Sun, April 7, 3:40 to 5:10pm, Metro Toronto Convention Centre, Floor: 100 Level, Room 104A

Session Type: Invited Speaker Session

Abstract

An enduring challenge for education research is for research itself to become democratic -- that is, to foster goals of inclusion, dialogue, and deliberation through the activities of research (House & Howe, 2000; Tseng, Fleishman, & Quintero, 2018). Emerging forms of collaborative research and development show promise toward realizing this ideal, through efforts to create more equitable engagements among researchers, educators, families, and community members. This work occurs across education research in various forms or under different names, such as research-practice partnerships, community-based research, participatory action research, design research, research alliances, and engaged scholarship.

Broadly, these forms of collaborative research have many similarities. They share a commitment to centering the voices and perspectives of multiple stakeholders in education. They involve a systematic form of inquiry to understand problems and co-define possible solutions. They can also encourage the participation of those groups who have been historically or politically disenfranchised to enrich and expand the available knowledge base. All of these approaches stand in contrast to forms of research in which education stakeholders have little opportunity to define the focus of research or contribute in interpreting and making sense of findings for local needs.
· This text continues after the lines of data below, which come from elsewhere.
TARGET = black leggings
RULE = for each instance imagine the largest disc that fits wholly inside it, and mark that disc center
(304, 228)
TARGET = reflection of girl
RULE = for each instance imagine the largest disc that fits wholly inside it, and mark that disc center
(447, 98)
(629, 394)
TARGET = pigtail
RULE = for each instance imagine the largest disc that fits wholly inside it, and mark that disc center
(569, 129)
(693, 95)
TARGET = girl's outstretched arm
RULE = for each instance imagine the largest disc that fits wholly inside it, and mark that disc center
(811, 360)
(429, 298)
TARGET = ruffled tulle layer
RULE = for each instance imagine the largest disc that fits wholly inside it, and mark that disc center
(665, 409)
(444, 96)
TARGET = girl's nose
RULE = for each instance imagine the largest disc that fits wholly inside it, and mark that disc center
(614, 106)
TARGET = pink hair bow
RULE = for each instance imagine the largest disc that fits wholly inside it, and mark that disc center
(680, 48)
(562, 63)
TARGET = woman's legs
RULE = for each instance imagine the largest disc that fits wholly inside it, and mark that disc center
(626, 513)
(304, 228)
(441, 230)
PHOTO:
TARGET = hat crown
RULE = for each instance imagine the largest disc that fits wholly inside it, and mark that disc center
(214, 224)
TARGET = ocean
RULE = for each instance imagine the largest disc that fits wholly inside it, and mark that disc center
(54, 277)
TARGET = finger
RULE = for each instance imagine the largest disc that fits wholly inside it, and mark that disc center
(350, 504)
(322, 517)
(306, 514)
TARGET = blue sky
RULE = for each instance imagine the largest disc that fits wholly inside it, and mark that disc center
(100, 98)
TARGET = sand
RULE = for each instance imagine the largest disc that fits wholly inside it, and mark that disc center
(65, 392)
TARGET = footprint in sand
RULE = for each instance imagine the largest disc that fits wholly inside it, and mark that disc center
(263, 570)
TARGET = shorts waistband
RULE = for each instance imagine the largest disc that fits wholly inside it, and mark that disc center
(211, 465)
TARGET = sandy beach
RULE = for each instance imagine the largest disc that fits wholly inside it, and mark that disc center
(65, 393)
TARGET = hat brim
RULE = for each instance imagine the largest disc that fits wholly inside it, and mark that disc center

Together, these approaches represent possible ways of democratizing the research enterprise through more equitable distributions of power, greater attention to diverse needs and questions, and a broader appreciation for the value of different kinds of knowledge and expertise. Yet, too often, the conversations of these traditions are disconnected from one another. The purpose of this session is to actively engage the AERA audience in a dialogue about a vision for democratization of evidence and explore their meaning to the research community moving forward in this post-truth era of civic activity.